= Jerry Wayne =

American singer, composer, producer, and actor (1916–1996)

Jerry Wayne (born Jerome Marvin Krauth; July 24, 1916 – September 15, 1996) was an American singer, composer, producer, and actor. He was born in Buffalo, New York.

Jerry Wayne was an actor, singer, and theatre producer. He is known for his contribution to music as a vocalist. In 1948, Wayne provided vocals to Ken Griffin's solo organ recording of "You Can't Be True, Dear". The recording was released by Rondo Records as catalog number 228 and quickly gained popularity, reaching the top of the Billboard Best Seller chart on April 2, 1948, where it stayed for seven weeks. It was also the sixth most popular song on the Billboard Top 100 for the year 1948.
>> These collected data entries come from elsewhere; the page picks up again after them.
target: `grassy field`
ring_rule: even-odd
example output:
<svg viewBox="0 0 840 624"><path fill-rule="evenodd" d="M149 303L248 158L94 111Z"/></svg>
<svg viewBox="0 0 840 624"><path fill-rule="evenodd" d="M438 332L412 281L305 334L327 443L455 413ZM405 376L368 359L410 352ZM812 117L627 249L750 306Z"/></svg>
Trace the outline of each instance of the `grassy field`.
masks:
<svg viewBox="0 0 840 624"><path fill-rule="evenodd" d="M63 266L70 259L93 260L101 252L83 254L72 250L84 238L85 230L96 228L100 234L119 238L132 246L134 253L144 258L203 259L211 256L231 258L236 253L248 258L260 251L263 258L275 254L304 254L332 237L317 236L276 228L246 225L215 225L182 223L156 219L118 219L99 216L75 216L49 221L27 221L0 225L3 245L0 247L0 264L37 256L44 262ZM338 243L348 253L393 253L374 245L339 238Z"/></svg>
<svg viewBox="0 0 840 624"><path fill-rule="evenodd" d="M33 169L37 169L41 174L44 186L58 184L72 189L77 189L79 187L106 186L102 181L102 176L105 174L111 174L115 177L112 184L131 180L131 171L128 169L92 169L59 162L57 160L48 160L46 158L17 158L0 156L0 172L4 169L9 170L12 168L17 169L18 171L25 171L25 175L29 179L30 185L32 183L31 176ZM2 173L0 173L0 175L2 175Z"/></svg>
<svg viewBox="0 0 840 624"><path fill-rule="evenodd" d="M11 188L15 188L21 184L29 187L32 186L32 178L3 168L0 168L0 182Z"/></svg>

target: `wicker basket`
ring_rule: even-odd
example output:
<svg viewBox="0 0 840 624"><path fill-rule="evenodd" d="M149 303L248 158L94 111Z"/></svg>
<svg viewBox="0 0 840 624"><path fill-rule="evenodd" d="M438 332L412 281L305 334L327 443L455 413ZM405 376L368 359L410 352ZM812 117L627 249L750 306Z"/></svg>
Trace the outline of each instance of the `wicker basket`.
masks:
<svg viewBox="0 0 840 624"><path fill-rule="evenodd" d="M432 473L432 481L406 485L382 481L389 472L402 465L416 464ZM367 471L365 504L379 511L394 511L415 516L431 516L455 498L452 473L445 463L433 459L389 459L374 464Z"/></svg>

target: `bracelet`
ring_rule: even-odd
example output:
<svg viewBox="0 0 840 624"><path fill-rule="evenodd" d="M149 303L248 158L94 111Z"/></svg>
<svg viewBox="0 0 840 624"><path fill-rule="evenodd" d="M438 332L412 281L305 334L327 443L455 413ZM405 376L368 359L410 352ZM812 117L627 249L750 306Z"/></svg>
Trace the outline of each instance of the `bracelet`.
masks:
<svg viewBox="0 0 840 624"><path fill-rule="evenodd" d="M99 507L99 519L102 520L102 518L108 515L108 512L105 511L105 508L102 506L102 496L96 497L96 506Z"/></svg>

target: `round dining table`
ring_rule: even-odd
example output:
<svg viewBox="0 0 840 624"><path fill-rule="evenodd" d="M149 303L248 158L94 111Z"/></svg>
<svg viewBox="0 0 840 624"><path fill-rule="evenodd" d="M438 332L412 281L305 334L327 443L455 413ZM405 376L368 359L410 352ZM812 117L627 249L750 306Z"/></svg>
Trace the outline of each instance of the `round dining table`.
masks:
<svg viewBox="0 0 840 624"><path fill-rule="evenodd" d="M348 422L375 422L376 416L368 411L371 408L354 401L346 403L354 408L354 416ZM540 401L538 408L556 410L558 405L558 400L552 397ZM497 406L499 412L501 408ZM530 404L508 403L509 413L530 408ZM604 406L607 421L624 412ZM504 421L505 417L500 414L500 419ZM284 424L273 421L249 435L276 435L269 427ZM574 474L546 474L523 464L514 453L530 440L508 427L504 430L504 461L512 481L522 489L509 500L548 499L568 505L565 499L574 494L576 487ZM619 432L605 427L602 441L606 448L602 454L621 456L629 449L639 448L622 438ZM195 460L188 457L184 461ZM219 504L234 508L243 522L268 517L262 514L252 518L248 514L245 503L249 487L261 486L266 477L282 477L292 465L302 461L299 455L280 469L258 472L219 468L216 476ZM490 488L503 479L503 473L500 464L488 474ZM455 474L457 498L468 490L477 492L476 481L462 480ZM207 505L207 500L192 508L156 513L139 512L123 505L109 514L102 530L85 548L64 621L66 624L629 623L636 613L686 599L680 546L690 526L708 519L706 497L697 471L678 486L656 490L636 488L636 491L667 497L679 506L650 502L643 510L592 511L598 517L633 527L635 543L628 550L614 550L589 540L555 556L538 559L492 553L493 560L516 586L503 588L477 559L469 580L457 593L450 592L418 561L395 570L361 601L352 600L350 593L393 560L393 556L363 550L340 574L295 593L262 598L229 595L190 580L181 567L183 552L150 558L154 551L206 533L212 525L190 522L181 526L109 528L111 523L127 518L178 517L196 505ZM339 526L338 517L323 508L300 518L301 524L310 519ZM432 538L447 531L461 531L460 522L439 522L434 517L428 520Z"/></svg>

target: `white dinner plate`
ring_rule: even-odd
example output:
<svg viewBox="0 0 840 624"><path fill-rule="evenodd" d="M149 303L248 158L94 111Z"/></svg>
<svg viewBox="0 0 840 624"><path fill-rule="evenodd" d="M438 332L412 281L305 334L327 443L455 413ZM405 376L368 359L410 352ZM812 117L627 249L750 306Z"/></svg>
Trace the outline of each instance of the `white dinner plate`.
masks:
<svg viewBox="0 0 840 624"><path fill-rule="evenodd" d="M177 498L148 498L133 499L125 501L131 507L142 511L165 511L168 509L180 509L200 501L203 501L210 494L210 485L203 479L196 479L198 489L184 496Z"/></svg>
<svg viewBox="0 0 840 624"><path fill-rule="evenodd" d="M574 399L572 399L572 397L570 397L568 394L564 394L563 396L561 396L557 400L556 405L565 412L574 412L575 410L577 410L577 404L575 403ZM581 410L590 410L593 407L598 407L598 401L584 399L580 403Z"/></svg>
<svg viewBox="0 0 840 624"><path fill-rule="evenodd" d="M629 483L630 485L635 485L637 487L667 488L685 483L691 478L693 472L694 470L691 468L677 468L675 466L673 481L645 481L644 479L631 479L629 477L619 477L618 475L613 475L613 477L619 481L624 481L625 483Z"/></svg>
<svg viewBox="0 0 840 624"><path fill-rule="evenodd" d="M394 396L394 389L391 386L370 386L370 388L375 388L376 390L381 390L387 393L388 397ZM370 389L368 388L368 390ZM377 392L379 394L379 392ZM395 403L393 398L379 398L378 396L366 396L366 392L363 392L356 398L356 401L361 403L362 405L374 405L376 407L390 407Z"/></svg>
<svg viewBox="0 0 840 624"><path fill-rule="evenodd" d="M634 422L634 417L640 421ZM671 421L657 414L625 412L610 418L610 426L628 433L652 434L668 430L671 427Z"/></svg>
He played romantic gambler Sky Masterson in the original West End musical production of Guys and Dolls in London. As a film actor, Wayne is known for his role as Bobby Denver in the 1955 film As Long as They're Happy.

In the summer of 1948, Wayne hosted The Jerry Wayne Show on CBS Radio.

Wayne was the father of Jeff Wayne, who gained fame for his 1978 recording Jeff Wayne's Musical Version of The War of the Worlds. This concept was originally Jerry's idea, and also he collaborated with his son on the 1992 musical album Jeff Wayne's Musical Version Of Spartacus.

Jerry Wayne died on September 15, 1996, in Hertfordshire, England, aged 80.